After a traumatic injury from an event such as a car crash or industrial accident, many patients die from blood loss before even entering the operating room. If health-care providers can keep the blood that wasn’t lost through the injury flowing to the heart and the brain, the chances of survival are dramatically increased.
This was the aim of Dr. Adam Power, a vascular surgeon who regularly confronts these types of injuries on the operating room table, and biomedical engineer and Western alumna Asha Parekh, PhD’15. The team developed a small device that could be quickly inserted into an injured person’s femoral artery to keep blood pumping to these vital organs.
After more than three years of research and development, the device received Health Canada approval this month through the team’s medical device company, Front Line Medical Technologies Inc.
“This partnership between medicine and engineering that brings the clinical and technical sides together was what made this medical innovation possible,” said Parekh, co-founder of Front Line Medical Technologies.
Called the COBRA-OS (Control of Bleeding, Resuscitation, Arterial Occlusion System), the device is like a tiny balloon, less than two millimetres wide, that can be inserted into the artery and then inflated with saline solution to block blood flow.
Most adults have about five litres of blood in their body, and if they lose two litres the remaining blood may not be enough to keep the brain and heart alive, said Dr. Power, associate professor at the Schulich School of Medicine & Dentistry.
“But if we use this device to short-circuit the system, and turn off the tap to the lower half of the body, we can keep the remaining blood circulating to the brain and heart and can keep people alive as a bridge to giving them blood and going into surgery to stop the bleeding.”
While the device is brand new, the idea isn’t. Similar devices that use this same technique called REBOA (Resuscitative Endovascular Balloon Occlusion of the Aorta) have been used in some emergency situations, and extensively by the military to treat the wounded on the battlefield. However, the application of REBOA has been limited because previous devices are larger, so could cause damage to the arteries, and are cumbersome and time-consuming to insert.
“We saw REBOA as a potentially impactful life-saving technique that could help trauma patients, but we knew that the gap in the technology was part of the reason why it wasn’t being used more, so we set out to create a device that was simpler, faster and safer,” said Dr. Power.
The COBRA-OS is less than half the size of REBOA devices that have been used in the past.

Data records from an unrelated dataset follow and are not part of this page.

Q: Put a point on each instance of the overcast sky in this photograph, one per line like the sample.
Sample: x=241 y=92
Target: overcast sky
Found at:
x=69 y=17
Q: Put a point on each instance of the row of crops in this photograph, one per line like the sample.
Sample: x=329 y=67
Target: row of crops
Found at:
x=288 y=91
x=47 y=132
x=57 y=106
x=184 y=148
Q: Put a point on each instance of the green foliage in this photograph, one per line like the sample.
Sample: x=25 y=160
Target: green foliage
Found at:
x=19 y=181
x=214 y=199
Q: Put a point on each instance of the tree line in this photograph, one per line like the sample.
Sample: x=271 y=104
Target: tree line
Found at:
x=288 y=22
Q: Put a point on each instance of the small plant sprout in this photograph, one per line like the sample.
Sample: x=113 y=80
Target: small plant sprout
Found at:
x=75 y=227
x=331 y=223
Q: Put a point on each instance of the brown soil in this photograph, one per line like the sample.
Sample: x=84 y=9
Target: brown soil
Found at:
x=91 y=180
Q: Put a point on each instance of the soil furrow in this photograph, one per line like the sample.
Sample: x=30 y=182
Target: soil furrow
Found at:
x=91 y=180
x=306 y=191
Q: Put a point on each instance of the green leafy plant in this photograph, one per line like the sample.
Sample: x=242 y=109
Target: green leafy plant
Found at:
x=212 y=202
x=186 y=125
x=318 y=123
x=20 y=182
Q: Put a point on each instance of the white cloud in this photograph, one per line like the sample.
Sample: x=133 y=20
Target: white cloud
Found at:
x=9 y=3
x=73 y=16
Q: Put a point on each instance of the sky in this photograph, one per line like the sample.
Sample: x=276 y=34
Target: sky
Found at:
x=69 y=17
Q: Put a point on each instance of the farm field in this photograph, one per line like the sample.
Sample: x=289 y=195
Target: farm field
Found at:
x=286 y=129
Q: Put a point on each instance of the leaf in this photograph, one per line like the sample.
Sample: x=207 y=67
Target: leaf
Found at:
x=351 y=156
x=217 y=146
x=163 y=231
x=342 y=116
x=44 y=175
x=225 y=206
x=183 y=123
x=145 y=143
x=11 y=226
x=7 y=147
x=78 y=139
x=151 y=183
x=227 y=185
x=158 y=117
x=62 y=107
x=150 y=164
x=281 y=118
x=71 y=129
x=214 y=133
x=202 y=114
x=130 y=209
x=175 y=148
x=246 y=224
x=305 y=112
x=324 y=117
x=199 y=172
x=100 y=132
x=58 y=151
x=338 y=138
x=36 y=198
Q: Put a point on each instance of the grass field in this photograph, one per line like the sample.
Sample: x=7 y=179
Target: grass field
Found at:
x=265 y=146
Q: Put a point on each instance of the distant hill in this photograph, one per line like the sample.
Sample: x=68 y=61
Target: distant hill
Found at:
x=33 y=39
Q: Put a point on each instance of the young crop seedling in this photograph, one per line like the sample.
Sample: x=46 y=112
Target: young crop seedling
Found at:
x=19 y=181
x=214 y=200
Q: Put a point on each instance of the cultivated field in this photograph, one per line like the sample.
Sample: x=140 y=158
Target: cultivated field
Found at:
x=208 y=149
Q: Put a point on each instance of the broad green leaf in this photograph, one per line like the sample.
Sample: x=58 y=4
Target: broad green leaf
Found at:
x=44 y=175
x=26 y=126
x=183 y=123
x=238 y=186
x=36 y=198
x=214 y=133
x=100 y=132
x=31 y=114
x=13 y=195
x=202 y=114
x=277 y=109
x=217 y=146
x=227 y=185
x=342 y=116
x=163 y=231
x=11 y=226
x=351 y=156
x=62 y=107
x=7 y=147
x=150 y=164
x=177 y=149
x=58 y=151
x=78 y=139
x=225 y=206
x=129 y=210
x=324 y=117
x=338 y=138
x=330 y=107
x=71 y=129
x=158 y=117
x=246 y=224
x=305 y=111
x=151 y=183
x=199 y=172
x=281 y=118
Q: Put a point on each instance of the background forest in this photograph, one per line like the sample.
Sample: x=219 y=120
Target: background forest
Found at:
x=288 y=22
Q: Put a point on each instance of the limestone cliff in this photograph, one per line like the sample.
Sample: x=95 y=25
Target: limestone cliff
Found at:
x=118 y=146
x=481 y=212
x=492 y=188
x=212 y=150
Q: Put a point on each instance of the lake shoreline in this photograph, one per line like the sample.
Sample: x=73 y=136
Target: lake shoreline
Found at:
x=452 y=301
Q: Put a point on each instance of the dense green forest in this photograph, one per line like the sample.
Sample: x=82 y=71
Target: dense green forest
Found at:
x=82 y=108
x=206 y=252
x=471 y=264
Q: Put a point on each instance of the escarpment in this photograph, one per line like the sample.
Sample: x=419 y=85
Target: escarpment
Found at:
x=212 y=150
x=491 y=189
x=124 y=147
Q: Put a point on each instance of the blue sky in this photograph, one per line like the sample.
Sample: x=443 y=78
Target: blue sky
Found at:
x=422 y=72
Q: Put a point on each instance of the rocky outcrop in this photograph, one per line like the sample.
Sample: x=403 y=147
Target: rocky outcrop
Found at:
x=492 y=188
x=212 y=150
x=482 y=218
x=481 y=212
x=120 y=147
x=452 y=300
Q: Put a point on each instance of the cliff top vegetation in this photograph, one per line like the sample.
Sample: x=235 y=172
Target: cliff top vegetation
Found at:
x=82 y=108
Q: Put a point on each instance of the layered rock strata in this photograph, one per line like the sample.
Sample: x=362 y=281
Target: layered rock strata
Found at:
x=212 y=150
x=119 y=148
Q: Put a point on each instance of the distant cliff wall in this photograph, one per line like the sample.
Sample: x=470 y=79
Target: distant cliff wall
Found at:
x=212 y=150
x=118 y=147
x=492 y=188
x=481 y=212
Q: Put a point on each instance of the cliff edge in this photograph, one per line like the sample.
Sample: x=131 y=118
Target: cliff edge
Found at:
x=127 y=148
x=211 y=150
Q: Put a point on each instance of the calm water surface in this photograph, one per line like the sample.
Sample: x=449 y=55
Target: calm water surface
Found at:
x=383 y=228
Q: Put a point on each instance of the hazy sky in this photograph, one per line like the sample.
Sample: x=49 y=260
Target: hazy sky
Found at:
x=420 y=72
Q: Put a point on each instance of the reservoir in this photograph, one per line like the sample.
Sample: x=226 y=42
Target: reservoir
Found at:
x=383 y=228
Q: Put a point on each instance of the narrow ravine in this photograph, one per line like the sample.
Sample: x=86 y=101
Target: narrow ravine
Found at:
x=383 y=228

Through their research, the team was able to show that it takes just over a minute to insert, about one-tenth of the time it takes to insert the larger devices.
“When it comes to blood loss, timing really is crucial,” said Parekh.
Now that the device has Health Canada approval, the goal is to get the device out and in use in hospitals across Canada, with the hope it may eventually be used in pre-hospital settings as well. In future, paramedics may be trained to insert the device right at the scene of an accident, giving the patient the best chance of survival, Parekh said.
The team is also testing the device’s usefulness for other traumas, including postpartum hemorrhage and cardiac arrest.